**Multiple Regression Model**


*Build a multiple regression model using all engineered
features.*

**Train.csv**:
* The training data, comprising time series of features store_nbr, family, and onpromotion as well as the target sales.
* Store_nbr identifies the store at which the products are sold.
family identifies the type of product sold.
* Sales gives the total sales for a product family at a particular store at a given date. Fractional values are possible since products can be sold in fractional units (1.5 kg of cheese, for instance, as opposed to 1 bag of chips).
* Onpromotion gives the total number of items in a product family that were being promoted at a store at a given date.



**holidays_events.csv**
* Holidays and Events, with metadata
* A holiday that is transferred officially falls on that calendar day, but was moved to another date by the government. A transferred day is more like a normal day than a holiday. To find the day that it was actually celebrated, look for the corresponding row where type is Transfer. For example, the holiday Independencia de Guayaquil was transferred from 2012-10-09 to 2012-10-12, which means it was celebrated on 2012-10-12. Days that are type Bridge are extra days that are added to a holiday (e.g., to extend the break across a long weekend). These are frequently made up by the type Work Day which is a day not normally scheduled for work (e.g., Saturday) that is meant to payback the Bridge.
* Additional holidays are days added a regular calendar holiday, for example, as typically happens around Christmas (making Christmas Eve a holiday).

**stores.csv**:
* Store metadata, including city, state, type, and cluster.
* cluster is a grouping of similar stores.

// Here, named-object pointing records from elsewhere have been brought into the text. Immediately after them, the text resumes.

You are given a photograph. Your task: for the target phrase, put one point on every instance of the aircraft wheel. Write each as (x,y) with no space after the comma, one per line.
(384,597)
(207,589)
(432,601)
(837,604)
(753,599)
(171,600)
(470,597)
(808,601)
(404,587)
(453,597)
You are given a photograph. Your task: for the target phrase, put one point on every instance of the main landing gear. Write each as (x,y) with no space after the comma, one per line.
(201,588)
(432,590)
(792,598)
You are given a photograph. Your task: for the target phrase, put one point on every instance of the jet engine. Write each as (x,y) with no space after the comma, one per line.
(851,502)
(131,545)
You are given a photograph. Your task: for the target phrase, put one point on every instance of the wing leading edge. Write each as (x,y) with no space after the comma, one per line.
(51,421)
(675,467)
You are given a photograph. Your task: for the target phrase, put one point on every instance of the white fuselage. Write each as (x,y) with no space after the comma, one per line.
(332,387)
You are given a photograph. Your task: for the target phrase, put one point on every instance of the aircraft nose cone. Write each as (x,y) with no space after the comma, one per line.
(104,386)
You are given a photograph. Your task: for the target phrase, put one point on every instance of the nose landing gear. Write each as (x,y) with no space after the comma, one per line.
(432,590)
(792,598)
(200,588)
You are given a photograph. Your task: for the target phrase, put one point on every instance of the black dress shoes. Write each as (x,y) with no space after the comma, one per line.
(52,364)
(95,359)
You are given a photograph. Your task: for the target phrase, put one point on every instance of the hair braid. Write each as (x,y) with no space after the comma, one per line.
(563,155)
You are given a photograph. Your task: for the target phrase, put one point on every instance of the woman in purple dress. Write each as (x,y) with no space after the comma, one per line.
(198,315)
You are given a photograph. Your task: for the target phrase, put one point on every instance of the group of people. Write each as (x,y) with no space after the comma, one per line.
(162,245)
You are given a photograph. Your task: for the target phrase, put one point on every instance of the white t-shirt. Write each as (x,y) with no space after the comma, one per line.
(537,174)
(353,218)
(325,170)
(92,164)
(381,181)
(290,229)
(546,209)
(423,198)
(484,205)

dataset links: https://www.kaggle.com/competitions/store-sales-time-series-forecasting/data

In [14]:
#importing all necessary libraries
import pandas as pd
import numpy as np
import matplotlib.pyplot as plt
from sklearn.model_selection import train_test_split
from sklearn.linear_model import LinearRegression
from sklearn.metrics import mean_squared_error, r2_score

In [15]:
#Reading and loading datasets
train_df = pd.read_csv('train.csv', parse_dates=['date'])
stores_df = pd.read_csv('stores.csv')
holidays_df = pd.read_csv('holidays_events.csv', parse_dates=['date'])

In [16]:
# Merge train_df with stores_df to get the 'type' (store type)
df = pd.merge(train_df, stores_df, on='store_nbr', how='left')

In [17]:
# We create a simple binary column for whether a date is a recognized holiday.
actual_holidays = holidays_df[
    (holidays_df['type'] != 'Work Day') &
    (holidays_df['type'] != 'Transfer')
]

In [18]:
# Create a unique list of actual holiday dates
holiday_dates = actual_holidays['date'].unique()

In [19]:
#Creating the IsHoliday feature in the main dataframe
df['IsHoliday'] = df['date'].isin(holiday_dates).astype(int)

In [20]:
# We remove rows missing key feature data.
df.dropna(inplace=True)
print(f"Total rows after dropping NaNs: {len(df)}")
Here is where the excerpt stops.